An op-ed at Farm and Dairy, an Ohio ag journal, warns farmers that they can no longer afford to ignore the current economic reality and cites some grim numbers:
While the U.S. economy remains strong, with GDP growth estimated to average more than 2 percent over the next two years, real net farm income is down 28 percent, Johansson said, relative to the 10-year average.
In his statement to the U.S. House Committee on Agriculture Feb. 27, U.S. Secretary of Agriculture Sonny Perdue threw out these numbers: Net farm income has fallen nearly 50 percent from its peak in 2013.
And, as a result of low commodity prices, farmers are leveraging their equity — oftentimes their land — to finance operating expenses. Right now, the number of crop farms in a highly leveraged financial situation are about 1 in 10.
“Today, total debt is approaching record levels in real terms, and real estate debt has reached a record high in 2018,” Johansson said in his report at the forum.

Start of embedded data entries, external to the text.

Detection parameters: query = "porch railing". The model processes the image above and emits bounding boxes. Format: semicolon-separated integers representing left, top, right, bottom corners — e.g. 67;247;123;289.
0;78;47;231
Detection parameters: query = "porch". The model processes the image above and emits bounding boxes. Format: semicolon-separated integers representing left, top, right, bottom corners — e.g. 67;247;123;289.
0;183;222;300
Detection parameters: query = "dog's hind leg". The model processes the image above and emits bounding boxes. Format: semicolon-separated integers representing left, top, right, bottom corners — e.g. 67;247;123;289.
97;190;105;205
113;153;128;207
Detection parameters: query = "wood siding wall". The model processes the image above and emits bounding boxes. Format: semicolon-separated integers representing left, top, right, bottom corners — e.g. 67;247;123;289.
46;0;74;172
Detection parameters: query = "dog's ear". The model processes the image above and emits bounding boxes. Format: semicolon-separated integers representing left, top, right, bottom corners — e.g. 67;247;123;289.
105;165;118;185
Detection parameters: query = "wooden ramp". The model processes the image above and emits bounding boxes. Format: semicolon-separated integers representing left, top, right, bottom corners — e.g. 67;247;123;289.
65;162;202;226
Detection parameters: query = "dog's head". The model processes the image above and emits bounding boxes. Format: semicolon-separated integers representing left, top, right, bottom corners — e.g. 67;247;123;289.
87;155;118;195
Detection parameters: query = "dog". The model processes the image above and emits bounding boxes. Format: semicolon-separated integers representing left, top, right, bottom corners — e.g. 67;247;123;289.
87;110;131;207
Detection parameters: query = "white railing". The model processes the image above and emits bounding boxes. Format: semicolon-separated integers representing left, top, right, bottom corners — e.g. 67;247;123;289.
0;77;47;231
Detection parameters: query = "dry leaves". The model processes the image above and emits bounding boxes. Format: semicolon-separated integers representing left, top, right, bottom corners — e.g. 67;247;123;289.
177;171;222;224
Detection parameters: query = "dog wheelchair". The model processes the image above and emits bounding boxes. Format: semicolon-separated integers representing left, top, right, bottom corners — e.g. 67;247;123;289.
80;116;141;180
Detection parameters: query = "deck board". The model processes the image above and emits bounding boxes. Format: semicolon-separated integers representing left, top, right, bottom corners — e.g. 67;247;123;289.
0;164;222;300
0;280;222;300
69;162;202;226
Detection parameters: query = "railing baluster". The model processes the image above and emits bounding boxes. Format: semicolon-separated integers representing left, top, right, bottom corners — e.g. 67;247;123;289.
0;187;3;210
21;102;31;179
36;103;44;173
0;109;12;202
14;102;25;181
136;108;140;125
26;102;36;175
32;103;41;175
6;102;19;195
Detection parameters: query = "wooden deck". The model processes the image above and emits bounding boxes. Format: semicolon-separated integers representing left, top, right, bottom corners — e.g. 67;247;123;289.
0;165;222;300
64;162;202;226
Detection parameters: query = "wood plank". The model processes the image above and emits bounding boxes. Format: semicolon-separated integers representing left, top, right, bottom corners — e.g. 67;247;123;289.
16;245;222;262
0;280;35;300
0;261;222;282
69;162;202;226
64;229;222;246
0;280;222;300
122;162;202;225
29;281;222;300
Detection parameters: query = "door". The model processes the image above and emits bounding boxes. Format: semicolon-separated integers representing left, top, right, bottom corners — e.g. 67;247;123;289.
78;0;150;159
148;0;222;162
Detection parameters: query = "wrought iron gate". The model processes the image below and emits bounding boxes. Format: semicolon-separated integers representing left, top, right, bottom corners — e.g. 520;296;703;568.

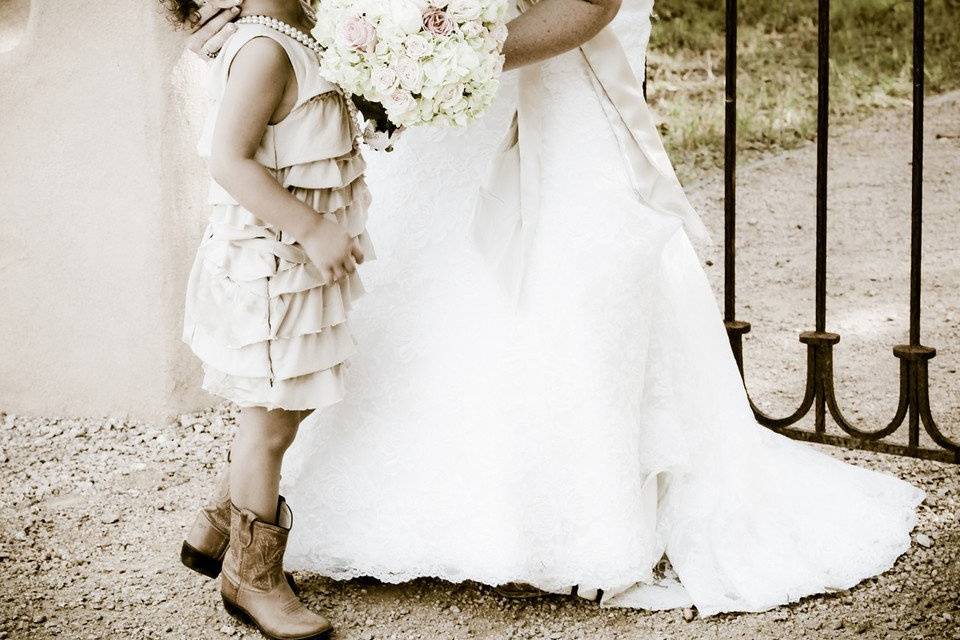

Insane agricultural subsidy policies along with the huge growth in factory and corporate farms (which benefit yugely from the subsidies -- Forbes reported last year that the top 10 farm subsidy recipients in the U.S. each received an average of $18.2 million ) all share some of the blame. I live in Ohio's top dairy-producing county and the situation here is bad. In 2014 milk prices averaged $23.16 per 100 pounds. In 2018 the average was $14.43 -- a 38 percent drop. The reason? A huge glut in the dairy market -- to the point that some farmers have reduced the size of their herds to try and stabilize prices. One dairy producer up the road from me sold 3,000 head of cattle a few years back. While critics blame overproduction for prices bottoming out, producers point to a huge increase in dairy imports. It's not one or the other -- it's both. Low prices are good for consumers, but those chickens almost always end up coming home to roost -- usually in the form of scarcity and higher prices.